What’s wrong with budget airlines today?
(Or how they can create greater value by focusing on experience rather than price.)
We have much to thank budget airlines for. Making travel affordable is top of the list.
Yet even if a carrier is budget, the experience it offers customers doesn’t have to be.
A few days ago I booked a ticket on one of Asia’s leading low cost carriers. The experience was frustrating, though I felt, needlessly so. If the airline had simply kept its ear to the ground, as it did its wheels during landing, it could have vastly improved its experience and in the process loyalty and position.
The first issue I pick up with budget airlines - transparency
Why tell the public a ticket costs $100 when it clearly doesn’t after you add taxes, surcharges, service fees and the lot? The consumer is not a moron, she is your wife (to quote famous ad man); sometimes even worse - a writer for an influential online business mag:)
Why also, pre-populate fields with extras like $30 to choose your seat or an extra $15 for baggage? If you’re an airline it makes you seem like you’re trying to con your customers even if you’re not. A much better option - simply provide an option menu to passengers and get them to tick the ones they want upfront. It’s straightforward, transparent and likely to ensure you’re seen as much more trustworthy.
Does anybody care - even pretend to?
I’m not so sure. Budget airlines (pretty much universally) seem intent on making the booking process a chore. To ensure they succeed they frustrate with the littlest of things. Like not giving customers the option of typing a destination and have it come up automatically to save time. They insist on using an outdated technology that has them scrolling through every one of their 60 destinations to click on the one a customer is flying to. Frustration mounts, so needlessly, I think to myself.
Mind your language
When a customer spend 5 minutes registering their details only to be rejected by the server, it’s only fair for them to be told the reason why.

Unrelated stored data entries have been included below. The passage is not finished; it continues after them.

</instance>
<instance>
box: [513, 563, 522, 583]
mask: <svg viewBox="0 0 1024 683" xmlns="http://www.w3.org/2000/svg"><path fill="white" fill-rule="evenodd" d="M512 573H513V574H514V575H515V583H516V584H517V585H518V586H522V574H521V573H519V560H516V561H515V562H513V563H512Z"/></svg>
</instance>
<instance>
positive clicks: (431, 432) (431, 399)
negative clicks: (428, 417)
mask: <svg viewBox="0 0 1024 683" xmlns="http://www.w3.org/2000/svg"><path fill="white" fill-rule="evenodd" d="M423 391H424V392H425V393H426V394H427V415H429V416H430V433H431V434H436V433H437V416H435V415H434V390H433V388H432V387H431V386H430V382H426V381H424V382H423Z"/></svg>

In English. Or the language of their choice - which tech speak rarely is.
Chaps, avoid pop up messages like “exception: null or transient error.” They make no sense to customers, and one would be surprised if they did even to your staff.
Know where you’re going (or at least where your customers are)
I ask at the booking counter how long the flying time is to Phuket. I’m greeted with a stare as blank as a unused canvas. I ask if there is a departure tax payable at Phuket airport when a visitor leaves. The eyes widen, but that’s all that does. I am left to my own devices (my iphone and iPad) to better understand what I am up for once I reach my destination.
Sounds like a public airing of grievances?
In a way it is. In a way it’s also a free audit of service that if budget airlines were to consider, could help them significantly improve service. And have customers flying them not for the price they offer but for the experience.